Comprehensive license normalsation with a three-level hierarchy.

PyPI Version Supported Python versions Build Status Documentation Status llms.txt - documentation for LLMs MIT Coverage

license-normaliser is a comprehensive license normalisation library that maps any license representation (SPDX tokens, URLs, prose descriptions) to a canonical three-level hierarchy.

Features

  • Three-level hierarchy - LicenseFamily → LicenseName → LicenseVersion.

  • Wide format support - SPDX tokens, URLs, prose descriptions.

  • Creative Commons support - Full CC family with versions and IGO variants.

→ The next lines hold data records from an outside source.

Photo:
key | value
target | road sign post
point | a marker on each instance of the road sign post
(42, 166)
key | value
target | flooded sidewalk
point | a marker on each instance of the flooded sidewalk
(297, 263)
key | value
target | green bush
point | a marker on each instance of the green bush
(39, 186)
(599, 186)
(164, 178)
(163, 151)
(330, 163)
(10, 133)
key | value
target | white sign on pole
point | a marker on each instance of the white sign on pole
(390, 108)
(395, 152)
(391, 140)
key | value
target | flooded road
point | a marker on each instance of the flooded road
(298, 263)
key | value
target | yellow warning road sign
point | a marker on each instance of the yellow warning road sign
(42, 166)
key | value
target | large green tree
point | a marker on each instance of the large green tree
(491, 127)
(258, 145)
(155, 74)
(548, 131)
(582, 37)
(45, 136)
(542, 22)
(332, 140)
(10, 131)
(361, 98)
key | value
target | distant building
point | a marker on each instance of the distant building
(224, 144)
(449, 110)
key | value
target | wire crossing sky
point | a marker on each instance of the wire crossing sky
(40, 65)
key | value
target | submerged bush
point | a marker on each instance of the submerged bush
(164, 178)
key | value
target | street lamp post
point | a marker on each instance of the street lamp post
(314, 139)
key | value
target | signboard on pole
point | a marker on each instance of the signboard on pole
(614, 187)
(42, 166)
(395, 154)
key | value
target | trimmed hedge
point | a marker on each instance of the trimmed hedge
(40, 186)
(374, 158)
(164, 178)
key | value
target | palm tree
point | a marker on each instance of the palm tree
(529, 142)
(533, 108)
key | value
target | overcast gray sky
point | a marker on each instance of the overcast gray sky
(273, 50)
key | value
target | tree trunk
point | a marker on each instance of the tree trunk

  • Publisher-specific licenses - Springer, Nature, Elsevier, Wiley, ACS, and more.

  • File-driven data - Add aliases, URLs, and patterns by editing JSON files. No Python code changes required for new synonyms.

  • Pluggable data sources - Drop in a new DataSource class to ingest any external license registry automatically.

  • Strict mode - Raise LicenseNotFoundError instead of silently returning "unknown".

  • Caching - LRU caching for performance.

  • CLI - Command-line interface with --strict support.

Hierarchy

The library uses a three-level hierarchy:

  1. LicenseFamily - broad bucket: "cc", "osi", "copyleft", "publisher-tdm", …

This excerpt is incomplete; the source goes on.